Are the package fees a trend? Perhaps so. Properties such as the Copper Mountain Resort in Colorado and Opryland Hotel Convention Center in Nashville, TN are currently reviewing the idea. Others are bucking the trend. The Ojai Valley Inn is building a spa, but "we aren't going to tack on a $5 admission," says Michael Ellingson, director of sales and marketing. "We didn't want to get into nickel and dime comments." Nor is the property going to institute a daily charge.
"We pride ourselves in not having any hidden service costs," asserts Alvin Bettcher, director of sales and marketing, Crowne Plaza Resort Hilton Head Island (SC). Housekeeping, the health club, and parking, are free, although guests pay for tennis and golf, as is standard. Gratuities are left up to the guest, and that's the way it's going to stay, says Bettcher.
Kids Games--You Can Afford Action learning trainers and Outward Bound courses are usually too pricey for an association meeting's budget, but you can incorporate teambuilding principles into more economical events, taking advantage of resorts' outdoor venues. Just think back to your childhood.
Remember hippity-hops--those large rubber balls, sort of like sturdy beach balls, that you straddled as a kid? Hippity-hop contests are one activity featured in beach olympics, a popular association teambuilder, says Alvin Bettcher, director of sales and marketing, Crowne Plaza Resort Hilton Head Island (SC).
"It's absolutely hilarious," says Bettcher. "You think you're in shape until you try to do this and your legs about kill you. People slip right over. It brings the whole group together."
Wacky Olympics, where you play volleyball with water balloons, raft-building contests, scavenger hunts, fun runs, and war games are other association team event favorites.
Some associations select a particular game, such as softball, and then make it a tradition. The Independent Lubricant Manufacturers Association, for example, plays croquet at every annual meeting to build camaraderie, says Christopher Pipes, CHSP, director of association sales at The Broadmoor in Colorado Springs. The group will be meeting at The Broadmoor in October. "While we're not in the croquet business, we agreed to build two croquet fields because it's so important to them," Pipes says.

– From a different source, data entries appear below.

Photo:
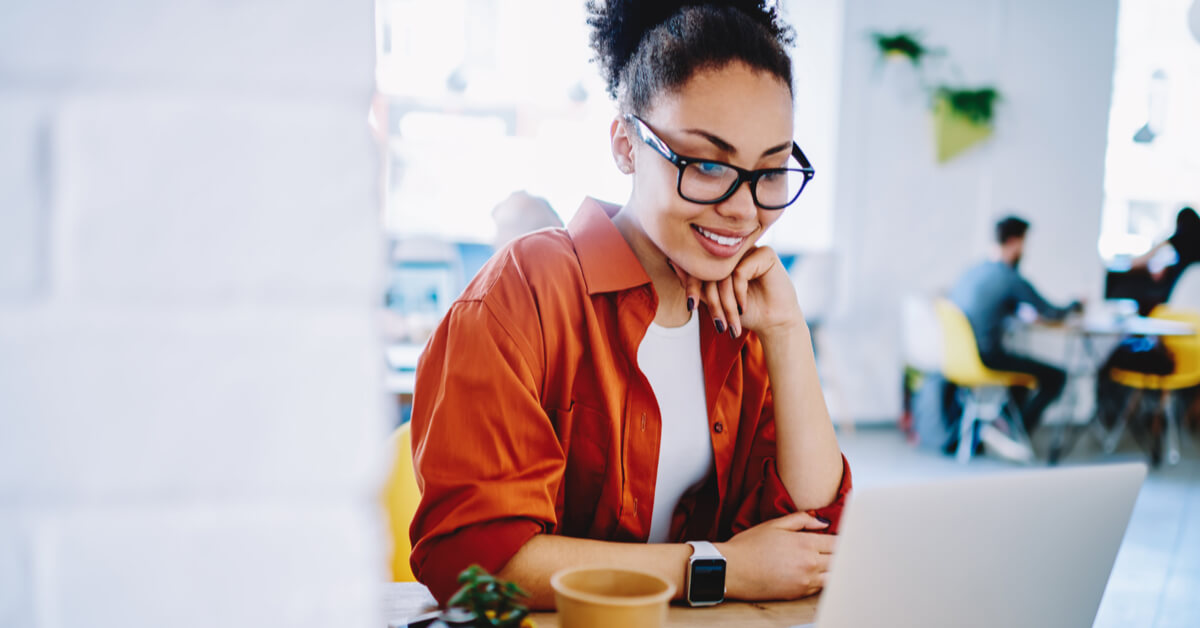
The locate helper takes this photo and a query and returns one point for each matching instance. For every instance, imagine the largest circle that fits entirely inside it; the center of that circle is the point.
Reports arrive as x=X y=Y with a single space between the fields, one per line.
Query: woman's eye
x=712 y=169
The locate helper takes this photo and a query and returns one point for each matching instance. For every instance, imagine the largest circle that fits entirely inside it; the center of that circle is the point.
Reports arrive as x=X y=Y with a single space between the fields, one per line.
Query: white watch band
x=703 y=549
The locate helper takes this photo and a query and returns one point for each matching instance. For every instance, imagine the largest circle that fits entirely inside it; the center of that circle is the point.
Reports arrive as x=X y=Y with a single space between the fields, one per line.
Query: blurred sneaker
x=1003 y=446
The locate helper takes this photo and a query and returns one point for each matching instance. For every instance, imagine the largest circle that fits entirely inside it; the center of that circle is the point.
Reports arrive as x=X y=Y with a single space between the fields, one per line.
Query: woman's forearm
x=808 y=455
x=545 y=554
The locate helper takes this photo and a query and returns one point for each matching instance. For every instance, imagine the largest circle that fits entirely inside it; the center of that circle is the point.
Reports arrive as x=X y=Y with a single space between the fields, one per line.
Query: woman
x=1186 y=243
x=604 y=393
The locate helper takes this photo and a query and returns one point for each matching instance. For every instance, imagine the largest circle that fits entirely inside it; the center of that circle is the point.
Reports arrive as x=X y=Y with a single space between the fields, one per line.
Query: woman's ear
x=622 y=145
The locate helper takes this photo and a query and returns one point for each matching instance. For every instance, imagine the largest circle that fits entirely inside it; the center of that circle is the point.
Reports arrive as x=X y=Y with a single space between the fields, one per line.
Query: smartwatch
x=706 y=574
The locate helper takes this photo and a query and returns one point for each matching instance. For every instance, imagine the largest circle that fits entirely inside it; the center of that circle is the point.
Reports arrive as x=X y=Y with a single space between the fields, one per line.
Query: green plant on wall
x=975 y=105
x=963 y=118
x=906 y=45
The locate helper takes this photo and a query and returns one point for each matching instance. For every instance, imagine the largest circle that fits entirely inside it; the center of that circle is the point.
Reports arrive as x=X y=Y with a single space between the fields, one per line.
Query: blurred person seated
x=522 y=213
x=1155 y=285
x=1186 y=243
x=988 y=294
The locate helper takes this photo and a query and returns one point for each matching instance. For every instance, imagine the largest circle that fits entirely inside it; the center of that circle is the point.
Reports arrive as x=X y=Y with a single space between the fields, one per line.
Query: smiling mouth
x=724 y=240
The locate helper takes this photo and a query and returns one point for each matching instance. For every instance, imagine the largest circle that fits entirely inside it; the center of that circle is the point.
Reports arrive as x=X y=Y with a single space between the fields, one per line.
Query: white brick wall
x=191 y=412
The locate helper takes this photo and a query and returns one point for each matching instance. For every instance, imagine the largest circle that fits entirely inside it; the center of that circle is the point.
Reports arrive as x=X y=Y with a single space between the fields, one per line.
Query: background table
x=408 y=599
x=1084 y=360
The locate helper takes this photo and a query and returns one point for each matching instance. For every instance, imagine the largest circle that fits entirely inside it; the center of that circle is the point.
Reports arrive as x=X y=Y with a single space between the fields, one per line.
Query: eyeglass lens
x=706 y=181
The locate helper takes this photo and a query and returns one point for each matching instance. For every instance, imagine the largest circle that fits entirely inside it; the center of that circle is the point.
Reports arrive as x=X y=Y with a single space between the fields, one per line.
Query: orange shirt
x=531 y=414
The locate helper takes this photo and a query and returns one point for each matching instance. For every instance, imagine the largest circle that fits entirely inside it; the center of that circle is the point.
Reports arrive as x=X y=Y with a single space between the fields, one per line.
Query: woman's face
x=737 y=115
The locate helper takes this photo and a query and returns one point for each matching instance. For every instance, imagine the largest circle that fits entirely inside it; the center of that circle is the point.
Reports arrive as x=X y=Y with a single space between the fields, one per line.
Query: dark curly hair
x=647 y=47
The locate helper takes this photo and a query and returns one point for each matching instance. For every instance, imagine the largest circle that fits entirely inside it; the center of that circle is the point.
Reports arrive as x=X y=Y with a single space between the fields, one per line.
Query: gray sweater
x=988 y=293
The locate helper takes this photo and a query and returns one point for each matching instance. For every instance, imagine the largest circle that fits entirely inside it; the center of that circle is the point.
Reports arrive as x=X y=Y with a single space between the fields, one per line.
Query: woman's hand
x=759 y=295
x=781 y=558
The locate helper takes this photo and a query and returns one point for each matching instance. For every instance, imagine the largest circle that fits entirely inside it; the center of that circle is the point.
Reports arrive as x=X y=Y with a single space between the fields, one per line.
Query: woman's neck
x=672 y=300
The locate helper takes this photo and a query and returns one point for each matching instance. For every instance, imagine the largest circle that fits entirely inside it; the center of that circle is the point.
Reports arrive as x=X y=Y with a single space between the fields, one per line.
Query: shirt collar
x=607 y=262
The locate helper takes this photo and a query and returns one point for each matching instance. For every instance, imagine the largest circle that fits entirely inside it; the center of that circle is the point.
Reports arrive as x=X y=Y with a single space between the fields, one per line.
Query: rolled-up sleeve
x=767 y=497
x=485 y=453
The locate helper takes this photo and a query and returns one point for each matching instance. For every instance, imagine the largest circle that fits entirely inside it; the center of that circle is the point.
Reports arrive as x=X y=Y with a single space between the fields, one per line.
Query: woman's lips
x=719 y=243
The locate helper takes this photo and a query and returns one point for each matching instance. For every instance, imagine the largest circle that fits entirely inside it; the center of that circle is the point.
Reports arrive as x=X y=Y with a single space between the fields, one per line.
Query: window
x=1153 y=151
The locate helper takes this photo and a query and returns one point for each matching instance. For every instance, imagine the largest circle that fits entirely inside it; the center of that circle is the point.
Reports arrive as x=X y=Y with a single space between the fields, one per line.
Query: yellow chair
x=400 y=498
x=984 y=390
x=1186 y=353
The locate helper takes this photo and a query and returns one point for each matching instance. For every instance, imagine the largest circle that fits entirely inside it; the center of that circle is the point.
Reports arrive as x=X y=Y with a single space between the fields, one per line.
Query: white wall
x=905 y=225
x=190 y=410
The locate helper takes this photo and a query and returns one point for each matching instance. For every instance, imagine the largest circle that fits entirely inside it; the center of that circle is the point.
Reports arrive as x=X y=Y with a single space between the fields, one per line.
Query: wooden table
x=408 y=599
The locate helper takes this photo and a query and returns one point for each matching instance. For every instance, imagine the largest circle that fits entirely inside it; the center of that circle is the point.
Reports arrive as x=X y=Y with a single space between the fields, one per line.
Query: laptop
x=1015 y=549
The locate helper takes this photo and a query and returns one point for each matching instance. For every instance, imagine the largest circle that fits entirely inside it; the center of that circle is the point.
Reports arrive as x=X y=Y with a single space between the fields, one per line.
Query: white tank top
x=670 y=358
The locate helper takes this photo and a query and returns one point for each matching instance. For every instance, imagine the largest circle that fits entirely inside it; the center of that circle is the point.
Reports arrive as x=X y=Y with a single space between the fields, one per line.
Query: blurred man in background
x=989 y=293
x=522 y=213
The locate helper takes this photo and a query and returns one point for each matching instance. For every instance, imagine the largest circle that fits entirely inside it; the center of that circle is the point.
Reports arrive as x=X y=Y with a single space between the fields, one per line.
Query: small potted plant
x=490 y=602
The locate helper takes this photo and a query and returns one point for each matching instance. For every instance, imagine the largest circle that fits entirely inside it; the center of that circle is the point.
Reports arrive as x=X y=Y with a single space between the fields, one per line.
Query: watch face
x=707 y=580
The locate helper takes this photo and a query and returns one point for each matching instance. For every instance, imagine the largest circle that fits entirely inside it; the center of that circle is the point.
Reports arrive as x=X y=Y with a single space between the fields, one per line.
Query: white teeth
x=719 y=239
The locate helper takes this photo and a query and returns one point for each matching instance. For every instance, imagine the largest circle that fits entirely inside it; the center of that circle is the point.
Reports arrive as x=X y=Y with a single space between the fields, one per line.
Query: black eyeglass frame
x=647 y=135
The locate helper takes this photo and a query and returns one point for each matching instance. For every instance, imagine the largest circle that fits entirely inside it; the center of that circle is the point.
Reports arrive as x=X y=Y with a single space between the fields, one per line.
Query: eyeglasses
x=709 y=181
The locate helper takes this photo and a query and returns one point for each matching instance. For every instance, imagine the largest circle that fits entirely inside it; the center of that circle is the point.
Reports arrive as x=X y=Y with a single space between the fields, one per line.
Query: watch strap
x=703 y=549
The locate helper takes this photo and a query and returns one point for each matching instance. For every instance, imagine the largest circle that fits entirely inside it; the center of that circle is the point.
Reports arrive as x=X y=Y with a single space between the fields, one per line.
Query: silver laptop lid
x=1017 y=549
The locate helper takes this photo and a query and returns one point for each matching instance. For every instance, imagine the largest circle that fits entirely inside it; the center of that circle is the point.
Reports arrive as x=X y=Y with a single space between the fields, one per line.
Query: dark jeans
x=1051 y=381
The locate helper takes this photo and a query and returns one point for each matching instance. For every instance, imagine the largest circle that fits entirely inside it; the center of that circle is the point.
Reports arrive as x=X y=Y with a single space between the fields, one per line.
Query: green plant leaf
x=903 y=43
x=976 y=105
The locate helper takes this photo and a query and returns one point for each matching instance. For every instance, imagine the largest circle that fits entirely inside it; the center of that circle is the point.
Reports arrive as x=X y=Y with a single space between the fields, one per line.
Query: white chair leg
x=967 y=429
x=1173 y=428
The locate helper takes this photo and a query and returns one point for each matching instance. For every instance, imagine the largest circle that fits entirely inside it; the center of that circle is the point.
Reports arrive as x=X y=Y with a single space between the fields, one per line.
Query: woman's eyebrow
x=729 y=148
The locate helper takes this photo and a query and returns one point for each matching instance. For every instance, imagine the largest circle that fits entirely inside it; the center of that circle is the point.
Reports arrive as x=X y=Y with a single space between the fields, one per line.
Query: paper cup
x=601 y=597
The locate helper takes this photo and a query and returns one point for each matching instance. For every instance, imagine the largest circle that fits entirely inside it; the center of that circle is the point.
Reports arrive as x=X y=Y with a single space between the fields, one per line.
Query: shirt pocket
x=586 y=437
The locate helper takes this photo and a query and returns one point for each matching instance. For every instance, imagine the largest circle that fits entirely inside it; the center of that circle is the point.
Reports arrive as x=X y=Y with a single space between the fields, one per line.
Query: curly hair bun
x=618 y=27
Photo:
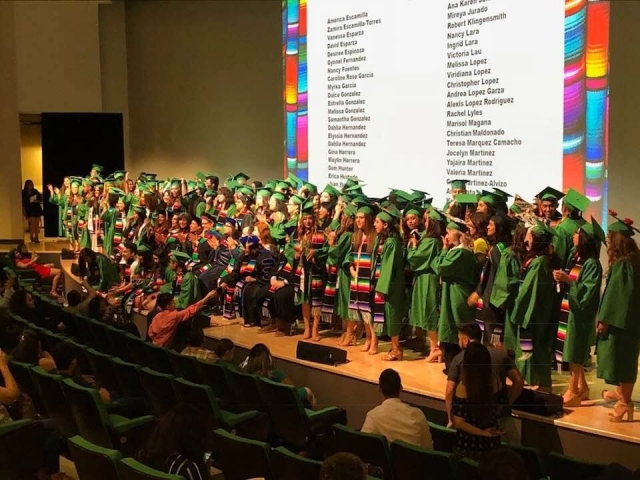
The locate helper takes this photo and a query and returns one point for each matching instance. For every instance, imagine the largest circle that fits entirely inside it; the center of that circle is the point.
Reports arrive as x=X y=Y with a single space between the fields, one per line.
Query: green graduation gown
x=535 y=310
x=505 y=292
x=584 y=298
x=390 y=283
x=619 y=347
x=336 y=258
x=456 y=267
x=424 y=306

Ice-breakers needn't break your budget either. For one inexpensive mingler, "we give everyone a piece of a puzzle, and they put it together in the center of the room," says Diane Yost, director of marketing, Four Seasons Resort Palm Beach (FL)." It gives everyone an opportunity to get to know one another."
More and more associations are encouraging attendees to bring their families, say resort staffers. To accommodate that trend, resorts are offering programs for families to do together.

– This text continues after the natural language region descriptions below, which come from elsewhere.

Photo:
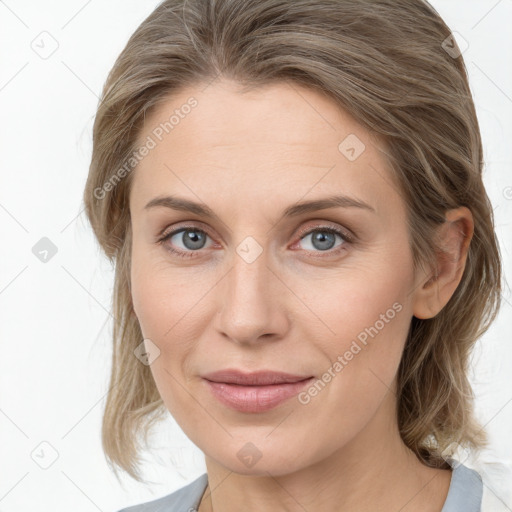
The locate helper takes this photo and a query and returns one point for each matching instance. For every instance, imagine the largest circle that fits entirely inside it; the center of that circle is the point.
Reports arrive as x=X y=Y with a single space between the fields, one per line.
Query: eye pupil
x=323 y=240
x=193 y=239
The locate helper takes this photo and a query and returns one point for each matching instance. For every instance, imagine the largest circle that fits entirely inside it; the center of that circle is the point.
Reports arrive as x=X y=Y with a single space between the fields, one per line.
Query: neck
x=372 y=472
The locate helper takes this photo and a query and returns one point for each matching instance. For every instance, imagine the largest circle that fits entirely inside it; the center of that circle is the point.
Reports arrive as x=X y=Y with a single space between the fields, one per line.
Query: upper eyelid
x=344 y=233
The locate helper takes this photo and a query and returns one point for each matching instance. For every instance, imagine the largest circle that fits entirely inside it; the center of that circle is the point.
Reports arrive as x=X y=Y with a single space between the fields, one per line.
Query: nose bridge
x=249 y=302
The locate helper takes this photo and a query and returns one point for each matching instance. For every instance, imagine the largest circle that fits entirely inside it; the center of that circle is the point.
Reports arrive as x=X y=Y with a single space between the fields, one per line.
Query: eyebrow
x=340 y=201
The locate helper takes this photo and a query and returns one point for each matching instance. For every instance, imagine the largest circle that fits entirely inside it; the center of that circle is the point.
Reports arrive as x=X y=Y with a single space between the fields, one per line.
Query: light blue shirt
x=464 y=494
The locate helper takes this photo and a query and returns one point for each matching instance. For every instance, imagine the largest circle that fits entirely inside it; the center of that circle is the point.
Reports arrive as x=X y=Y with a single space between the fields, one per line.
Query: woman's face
x=263 y=283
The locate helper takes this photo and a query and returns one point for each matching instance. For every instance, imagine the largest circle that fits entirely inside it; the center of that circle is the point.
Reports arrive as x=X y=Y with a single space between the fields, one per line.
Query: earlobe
x=435 y=290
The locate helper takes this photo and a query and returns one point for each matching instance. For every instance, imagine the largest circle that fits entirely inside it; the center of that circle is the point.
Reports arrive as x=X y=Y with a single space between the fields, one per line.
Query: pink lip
x=254 y=392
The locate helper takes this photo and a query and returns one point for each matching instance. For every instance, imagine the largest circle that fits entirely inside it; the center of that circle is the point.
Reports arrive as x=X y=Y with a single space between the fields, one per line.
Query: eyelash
x=190 y=254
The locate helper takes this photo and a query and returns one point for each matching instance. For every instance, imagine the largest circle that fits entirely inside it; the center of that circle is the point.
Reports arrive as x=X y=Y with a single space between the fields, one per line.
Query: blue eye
x=324 y=238
x=193 y=240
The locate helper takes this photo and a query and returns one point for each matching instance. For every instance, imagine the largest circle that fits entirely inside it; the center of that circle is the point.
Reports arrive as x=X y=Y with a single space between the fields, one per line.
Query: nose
x=251 y=302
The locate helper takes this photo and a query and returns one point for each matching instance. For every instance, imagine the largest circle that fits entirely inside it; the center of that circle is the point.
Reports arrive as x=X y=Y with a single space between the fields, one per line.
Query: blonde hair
x=384 y=62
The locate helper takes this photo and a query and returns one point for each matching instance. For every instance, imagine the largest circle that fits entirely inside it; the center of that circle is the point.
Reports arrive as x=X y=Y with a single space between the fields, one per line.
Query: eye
x=323 y=239
x=187 y=240
x=192 y=239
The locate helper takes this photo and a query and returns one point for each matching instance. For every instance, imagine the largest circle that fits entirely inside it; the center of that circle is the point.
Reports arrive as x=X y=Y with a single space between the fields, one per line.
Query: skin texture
x=295 y=308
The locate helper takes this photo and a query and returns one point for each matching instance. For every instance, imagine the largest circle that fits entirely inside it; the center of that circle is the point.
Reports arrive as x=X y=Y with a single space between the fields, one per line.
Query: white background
x=55 y=325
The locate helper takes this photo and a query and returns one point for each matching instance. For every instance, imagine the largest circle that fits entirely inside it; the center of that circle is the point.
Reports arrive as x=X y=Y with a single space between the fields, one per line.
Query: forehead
x=281 y=141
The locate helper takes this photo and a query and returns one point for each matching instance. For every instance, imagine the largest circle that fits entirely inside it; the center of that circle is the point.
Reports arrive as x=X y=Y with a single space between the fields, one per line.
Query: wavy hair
x=395 y=67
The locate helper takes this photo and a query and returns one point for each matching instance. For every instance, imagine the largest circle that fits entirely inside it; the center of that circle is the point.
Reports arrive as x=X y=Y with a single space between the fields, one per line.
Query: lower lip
x=255 y=398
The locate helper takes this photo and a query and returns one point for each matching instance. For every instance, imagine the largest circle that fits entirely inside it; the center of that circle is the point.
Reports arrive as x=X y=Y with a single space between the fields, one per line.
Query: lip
x=254 y=392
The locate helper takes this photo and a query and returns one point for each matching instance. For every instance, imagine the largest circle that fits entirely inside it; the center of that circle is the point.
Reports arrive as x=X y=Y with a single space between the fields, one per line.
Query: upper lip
x=259 y=378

"We've incorporated kids into raft buildings and beach olympics," says Yost. During Family Feud, a version of beach Olympics, children play opposite adults in games that kids have a chance to win. In the kitchen, while their parents are meeting, kids don chef hats, prepare dessert and serve it to their parents. They also whip up a gourmet meal called Dirt--Oreo cookies, chocolate pudding, and gummy worms. "It's really awful," laughs Yost, "but kids thinks it's cute."